Apical view showing loculation of the pericardial effusion and severe right atrial enlargement with compression of left atrium. Fanning demonstrates the extent of the loculated pericardial effusion.
Apical view with severe fibrosis of the apex, infundibulum and ballooning of the right ventricular outflow tract and right atrium. Circumferential pericardial effusion.
Parasternal short axis near the base of the heart showing ballooning of the right ventricular outflow tract.

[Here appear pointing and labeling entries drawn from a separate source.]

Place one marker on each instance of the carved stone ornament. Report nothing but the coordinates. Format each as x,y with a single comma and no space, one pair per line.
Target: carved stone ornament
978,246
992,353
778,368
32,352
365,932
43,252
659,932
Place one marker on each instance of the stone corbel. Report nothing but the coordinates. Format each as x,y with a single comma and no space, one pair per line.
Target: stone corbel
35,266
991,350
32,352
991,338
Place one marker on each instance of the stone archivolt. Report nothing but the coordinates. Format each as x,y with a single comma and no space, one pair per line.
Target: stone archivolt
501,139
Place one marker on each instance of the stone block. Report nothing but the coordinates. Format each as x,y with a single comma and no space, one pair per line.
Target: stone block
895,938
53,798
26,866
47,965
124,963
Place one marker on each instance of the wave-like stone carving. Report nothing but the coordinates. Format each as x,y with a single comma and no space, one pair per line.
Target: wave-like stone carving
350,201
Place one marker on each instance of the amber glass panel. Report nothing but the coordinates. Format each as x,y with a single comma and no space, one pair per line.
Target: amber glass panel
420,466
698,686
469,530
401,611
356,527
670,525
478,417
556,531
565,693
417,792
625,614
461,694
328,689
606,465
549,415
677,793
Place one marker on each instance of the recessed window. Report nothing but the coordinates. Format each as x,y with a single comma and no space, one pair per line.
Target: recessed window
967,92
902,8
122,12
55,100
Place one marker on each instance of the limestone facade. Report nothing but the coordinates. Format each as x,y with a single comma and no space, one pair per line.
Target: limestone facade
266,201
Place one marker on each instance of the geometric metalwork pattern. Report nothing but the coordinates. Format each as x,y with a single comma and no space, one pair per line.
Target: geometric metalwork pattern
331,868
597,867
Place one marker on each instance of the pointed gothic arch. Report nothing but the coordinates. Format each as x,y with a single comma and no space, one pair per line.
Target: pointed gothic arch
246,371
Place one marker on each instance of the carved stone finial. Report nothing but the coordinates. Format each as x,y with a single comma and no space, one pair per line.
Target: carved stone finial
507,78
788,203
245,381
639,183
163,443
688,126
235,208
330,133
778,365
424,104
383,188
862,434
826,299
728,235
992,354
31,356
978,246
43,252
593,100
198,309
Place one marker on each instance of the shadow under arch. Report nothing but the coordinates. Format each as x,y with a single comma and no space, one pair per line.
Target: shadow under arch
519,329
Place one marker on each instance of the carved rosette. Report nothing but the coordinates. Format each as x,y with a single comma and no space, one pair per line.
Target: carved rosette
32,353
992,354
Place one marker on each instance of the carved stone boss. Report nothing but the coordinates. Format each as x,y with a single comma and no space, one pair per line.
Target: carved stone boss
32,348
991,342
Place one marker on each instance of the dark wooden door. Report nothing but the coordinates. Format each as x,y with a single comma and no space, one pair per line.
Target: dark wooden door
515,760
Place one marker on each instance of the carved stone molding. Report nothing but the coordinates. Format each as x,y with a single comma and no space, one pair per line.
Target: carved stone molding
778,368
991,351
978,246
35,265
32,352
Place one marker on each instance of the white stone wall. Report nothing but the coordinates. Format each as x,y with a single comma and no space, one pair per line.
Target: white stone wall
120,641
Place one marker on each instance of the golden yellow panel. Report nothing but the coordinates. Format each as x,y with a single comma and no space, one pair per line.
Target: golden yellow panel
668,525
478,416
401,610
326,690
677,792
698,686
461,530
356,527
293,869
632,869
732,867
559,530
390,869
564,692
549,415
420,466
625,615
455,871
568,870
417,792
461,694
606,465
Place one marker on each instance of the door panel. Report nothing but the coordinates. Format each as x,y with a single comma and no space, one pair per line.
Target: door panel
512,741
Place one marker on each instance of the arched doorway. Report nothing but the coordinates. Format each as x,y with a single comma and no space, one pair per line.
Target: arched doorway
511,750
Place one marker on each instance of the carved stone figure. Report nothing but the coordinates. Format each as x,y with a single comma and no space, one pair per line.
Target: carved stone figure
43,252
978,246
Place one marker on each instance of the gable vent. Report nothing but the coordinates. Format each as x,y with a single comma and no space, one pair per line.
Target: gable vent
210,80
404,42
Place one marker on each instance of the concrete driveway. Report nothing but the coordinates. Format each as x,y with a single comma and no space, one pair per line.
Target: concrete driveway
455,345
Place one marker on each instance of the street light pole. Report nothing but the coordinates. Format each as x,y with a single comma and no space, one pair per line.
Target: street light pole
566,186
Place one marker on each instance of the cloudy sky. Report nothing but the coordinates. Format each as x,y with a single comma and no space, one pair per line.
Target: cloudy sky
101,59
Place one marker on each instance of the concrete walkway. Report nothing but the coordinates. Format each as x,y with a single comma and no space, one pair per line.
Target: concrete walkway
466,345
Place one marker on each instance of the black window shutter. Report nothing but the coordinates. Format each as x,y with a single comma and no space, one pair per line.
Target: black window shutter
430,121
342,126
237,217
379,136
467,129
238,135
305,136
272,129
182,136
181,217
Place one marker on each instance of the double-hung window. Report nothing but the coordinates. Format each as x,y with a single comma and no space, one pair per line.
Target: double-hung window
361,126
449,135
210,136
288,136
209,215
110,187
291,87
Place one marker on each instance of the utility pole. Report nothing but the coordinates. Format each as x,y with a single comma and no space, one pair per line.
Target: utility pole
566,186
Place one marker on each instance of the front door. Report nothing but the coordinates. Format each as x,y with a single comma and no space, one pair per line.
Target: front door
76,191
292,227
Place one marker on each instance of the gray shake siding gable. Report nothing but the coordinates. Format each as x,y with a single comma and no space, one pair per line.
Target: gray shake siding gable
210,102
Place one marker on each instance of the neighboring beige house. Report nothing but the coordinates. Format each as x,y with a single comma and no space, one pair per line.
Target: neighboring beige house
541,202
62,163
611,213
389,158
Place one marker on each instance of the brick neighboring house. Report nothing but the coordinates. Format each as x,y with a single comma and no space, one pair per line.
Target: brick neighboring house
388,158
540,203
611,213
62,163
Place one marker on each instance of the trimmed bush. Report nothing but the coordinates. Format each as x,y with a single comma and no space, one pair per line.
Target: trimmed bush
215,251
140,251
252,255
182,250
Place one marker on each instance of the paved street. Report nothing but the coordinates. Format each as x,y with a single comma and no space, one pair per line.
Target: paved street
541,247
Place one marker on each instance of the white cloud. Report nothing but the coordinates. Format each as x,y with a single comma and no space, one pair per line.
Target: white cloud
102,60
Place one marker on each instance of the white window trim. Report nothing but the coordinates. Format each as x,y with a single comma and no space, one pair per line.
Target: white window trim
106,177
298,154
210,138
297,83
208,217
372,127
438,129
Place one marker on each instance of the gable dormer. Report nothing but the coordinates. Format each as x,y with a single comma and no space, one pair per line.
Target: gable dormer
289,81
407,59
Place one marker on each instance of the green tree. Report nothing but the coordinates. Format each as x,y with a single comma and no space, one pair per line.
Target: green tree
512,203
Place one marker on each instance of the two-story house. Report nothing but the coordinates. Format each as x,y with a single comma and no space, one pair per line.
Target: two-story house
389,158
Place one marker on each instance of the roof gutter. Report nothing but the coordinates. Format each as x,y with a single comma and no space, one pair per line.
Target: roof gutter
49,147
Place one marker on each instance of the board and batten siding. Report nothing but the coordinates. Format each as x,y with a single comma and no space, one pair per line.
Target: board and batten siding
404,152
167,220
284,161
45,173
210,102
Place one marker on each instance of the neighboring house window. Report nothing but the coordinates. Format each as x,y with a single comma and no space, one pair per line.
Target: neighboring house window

Subxiphoid view showing a large circumferential pericardial effusion, no right ventricular collapse during diastole, normal appearing left ventricular function, and a severely dilated right atrium.
Subxiphoid sagittal view showing dilated IVC and hepatic vein without respiratory collapse.
Differential Diagnosis Based on Imaging
- Tropical endomyocardial fibrosis
- Recurrent pericardial effusion/pericarditis
- Right ventricular failure with increased central venous pressures
Clinical Course and/or Management
The patient continues to receive serial pericardiocenteses. Due to cost limitations, he is unable to receive definitive diagnostics (myocardial biopsy or MRI) or transfer for pericardial window or cardiac transplantation.
Tropical endomyocardial fibrosis
Tropical Endomyocardial Fibrosis (EMF) is a poorly understood progressive disease of cardiac failure due to fibrotic restrictive cardiomyopathy. The pathophysiology of this disease is thought to be multifactorial with parasitic infections and eosinophilia, childhood malnutrition, and genetic factors playing key roles in the development of fibrosis.
The natural history of EMF has a bimodal age distribution at ages 10 and 30. The initial acute inflammatory phase is characterized by shortness of breath, chest pain, and pericardial effusions. As the disease progresses to the chronic phase, echocardiography demonstrates heart failure with fibrosis (as in the case described here). Echocardiography is the mainstay of diagnosis and a TTE scoring system for definitive diagnosis and severity is utilized.
EMF is a disease most commonly encountered in limited resource settings where diagnostic options are severely limited. Institution of POCUS training and maintenance in these settings creates critical ability to make the definitive diagnosis. POCUS in these environments is also essential for safe guidance of procedures (e.g. pericardiocentesis) and medical management of resultant heart failure.
- Grimaldi A, Mocumbi AO, Freers J, et al. Tropical Endomyocardial Fibrosis: Natural History, Challenges, and Perspectives. Circulation 2016; 133(24):2503-15.
- Mocumbi AO, Ferreira MB, Sidi D, et al. A population study of endomyocardial fibrosis in a rural area of Mozambique. N Engl J Med 2008; 359(1):43-9.